Monday, 21 October 2013

'You've Never Read Captain Corelli's Mandolin?!'

It's 'You've Never Read....?!' week on Books with Bunny, and I have some lovely guest bloggers coming later in the week sharing the books that they have never read.  As book bloggers, people seem to think we have read every classic, every bestseller, every current chart smash, when of course in reality there isn't the time (and sometimes the inclination) to do this.  Like anyone who reads, we have to be choosy, infact possibly moreso as we are so aware of the array of books that are released. 

I'm kicking off 'You've Never Read....?!' week with one of the books I haven't read.  Actually, I have tried, numerous times, to read Captain Corelli's Mandolin by Louis de Bernieres but I just cannot get into it.

I wanted to love it.  It was in the BBC Big Read list and my best friend raves about it.  Another very close friend asked me to do a reading at her wedding, which was a massive honour, and- you've guessed it- it was from Captain Corelli's Mandolin!*

I love a good love story and had been promised that this was right up there with the best of them, but I just couldn't get past all the war talk.  I really don't like books about wars, unless they are more about the people rather than the politics.  The characters in Captain Corelli's Mandolin seem to be caricatures and held no appeal to me. 

I've never seen the film either, despite it being a box office hit. 

This one just isn't for me.

*This is the reading that I did at Helen and Ashley's wedding in 2009.  It is completely beautiful and rereading it now makes me think perhaps I should try this book again.  But then I remember the pea in the ear and the monotony of the war and history talk and I think I probably won't.

Love is a temporary madness,
it erupts like volcanoes and then subsides.

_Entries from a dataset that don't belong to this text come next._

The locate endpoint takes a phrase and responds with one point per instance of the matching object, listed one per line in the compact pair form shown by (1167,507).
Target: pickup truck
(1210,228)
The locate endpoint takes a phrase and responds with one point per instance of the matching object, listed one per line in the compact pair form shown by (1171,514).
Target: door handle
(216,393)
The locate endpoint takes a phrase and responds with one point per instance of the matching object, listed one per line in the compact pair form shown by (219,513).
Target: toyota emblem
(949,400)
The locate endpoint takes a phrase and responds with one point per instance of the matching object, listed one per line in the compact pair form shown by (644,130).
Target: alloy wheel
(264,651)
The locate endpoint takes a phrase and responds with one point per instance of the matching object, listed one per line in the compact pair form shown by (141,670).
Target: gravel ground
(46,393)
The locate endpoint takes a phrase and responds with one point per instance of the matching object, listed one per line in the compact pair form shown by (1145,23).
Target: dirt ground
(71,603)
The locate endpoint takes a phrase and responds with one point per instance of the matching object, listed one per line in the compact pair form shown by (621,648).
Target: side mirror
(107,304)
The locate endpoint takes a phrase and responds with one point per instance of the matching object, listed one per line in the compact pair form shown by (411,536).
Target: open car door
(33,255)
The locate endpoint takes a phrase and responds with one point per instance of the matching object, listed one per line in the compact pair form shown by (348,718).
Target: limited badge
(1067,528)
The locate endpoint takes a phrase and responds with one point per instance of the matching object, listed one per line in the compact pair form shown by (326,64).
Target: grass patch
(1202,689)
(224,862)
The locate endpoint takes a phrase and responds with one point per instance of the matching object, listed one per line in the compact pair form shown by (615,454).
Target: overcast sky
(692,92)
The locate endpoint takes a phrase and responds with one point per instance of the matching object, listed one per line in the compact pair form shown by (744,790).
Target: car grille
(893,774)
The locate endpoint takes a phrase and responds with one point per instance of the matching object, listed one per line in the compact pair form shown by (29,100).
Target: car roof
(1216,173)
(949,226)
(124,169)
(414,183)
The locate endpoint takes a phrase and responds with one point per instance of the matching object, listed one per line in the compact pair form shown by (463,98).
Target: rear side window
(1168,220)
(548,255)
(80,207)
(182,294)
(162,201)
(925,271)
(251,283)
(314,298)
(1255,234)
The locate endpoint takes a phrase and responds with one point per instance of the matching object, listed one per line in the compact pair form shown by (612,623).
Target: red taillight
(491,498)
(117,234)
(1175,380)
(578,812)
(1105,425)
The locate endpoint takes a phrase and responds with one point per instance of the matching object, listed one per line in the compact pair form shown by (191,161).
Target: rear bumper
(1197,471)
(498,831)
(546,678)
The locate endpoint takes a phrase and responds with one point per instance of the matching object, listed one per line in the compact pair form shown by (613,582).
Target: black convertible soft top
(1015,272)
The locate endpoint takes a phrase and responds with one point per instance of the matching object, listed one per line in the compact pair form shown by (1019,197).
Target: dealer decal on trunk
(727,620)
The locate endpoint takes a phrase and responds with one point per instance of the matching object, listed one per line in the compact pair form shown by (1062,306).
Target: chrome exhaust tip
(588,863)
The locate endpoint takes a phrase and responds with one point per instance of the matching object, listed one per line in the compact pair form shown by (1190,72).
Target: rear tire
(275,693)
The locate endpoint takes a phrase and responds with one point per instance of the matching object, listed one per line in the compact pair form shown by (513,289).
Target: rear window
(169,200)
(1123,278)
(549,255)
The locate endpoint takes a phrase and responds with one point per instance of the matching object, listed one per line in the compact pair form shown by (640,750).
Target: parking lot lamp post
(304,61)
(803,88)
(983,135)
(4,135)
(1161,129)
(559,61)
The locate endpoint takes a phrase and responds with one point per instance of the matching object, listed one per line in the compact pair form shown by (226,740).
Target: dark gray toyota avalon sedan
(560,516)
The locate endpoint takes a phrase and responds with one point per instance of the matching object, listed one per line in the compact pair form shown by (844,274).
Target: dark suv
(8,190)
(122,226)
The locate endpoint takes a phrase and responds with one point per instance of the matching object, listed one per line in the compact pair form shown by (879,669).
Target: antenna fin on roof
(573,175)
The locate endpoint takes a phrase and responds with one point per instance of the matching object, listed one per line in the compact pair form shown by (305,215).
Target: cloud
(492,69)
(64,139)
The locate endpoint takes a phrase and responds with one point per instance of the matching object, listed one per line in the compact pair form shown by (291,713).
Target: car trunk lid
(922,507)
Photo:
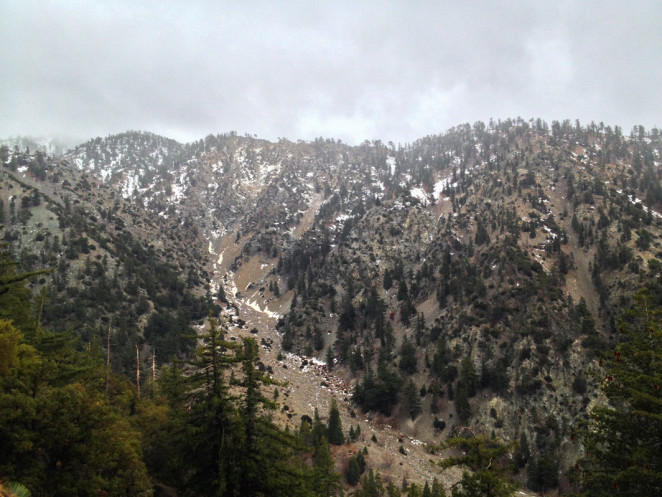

And when it subsides you have to make a decision.
You have to work out whether your roots have so entwined together
that it is inconceivable that you should ever part.
Because this is what love is.Love is not breathlessness,
it is not excitement,
it is not the promulgation of eternal passion.
That is just being "in love" which any fool can do.Love itself is what is left over when being in love has burned away,
and this is both an art and a fortunate accident.
Those that truly love, have roots that grow towards each other underground,
and when all the pretty blossom have fallen from their branches,
they find that they are one tree and not two.